Intel is at a crossroads as the company prepares to report earnings on April 24, 2025. Investors are hoping that
Lip-Bu Tan, Intel's new CEO, can turn the company's fortunes around and stem its revenue losses. Currently, Intel is projected to report its fourth straight quarter of revenue decline with a 3.4% revenue loss, according to
Reuters, and expects a significant widening of its losses to approximately $945 million compared with a loss of $381 million a year ago. Intel continues to lose market share to
AMD in both personal computing and data center markets, while NVIDIA dominates the highly lucrative AI chip market. In addition, Intel's PC division is likely to report an 11%
revenue decrease to $6.73 billion, and its data center business is probably facing its twelfth consecutive quarter of declines. "The most important thing for Intel now is Lip-Bu Tan's playbook... How he can give investors confidence that he is the person who can turn Intel around and whether a turnaround is possible in the first place," said Hendi Susanto, portfolio manager at Gabelli Funds, which holds Intel shares.

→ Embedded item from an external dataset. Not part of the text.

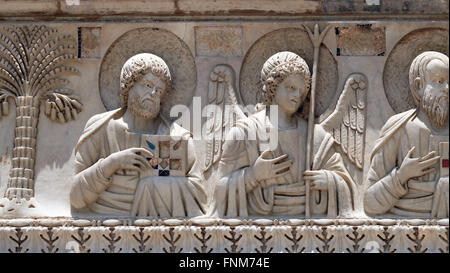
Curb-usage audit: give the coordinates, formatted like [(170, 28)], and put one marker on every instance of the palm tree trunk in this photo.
[(21, 176)]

Tan has been implementing sweeping changes as part of his turnaround plan, cutting more than 20% of the employees at Intel and a change in the leadership model to provide quicker decisions. The company is seeing significant geopolitical threats as U.S.-China trade tensions are rolling back. China is threatening to impose retaliatory
tariffs of up to 85% on all chips produced in the U.S. and along these lines has also imposed a requirement for licenses to sell some
high-end AI products to the Chinese customers. Likely, as part of this, the company is presumed to be moving the production of its 3 nm chips from Arizona to
Ireland in late 2025. Under all of these factors, Intel could eventually receive a temporary boost if PC shipments are pulled forward ahead of these tariffs that may ultimately positively impact a significant portion of Intel's sales (nearly one-third of total revenues).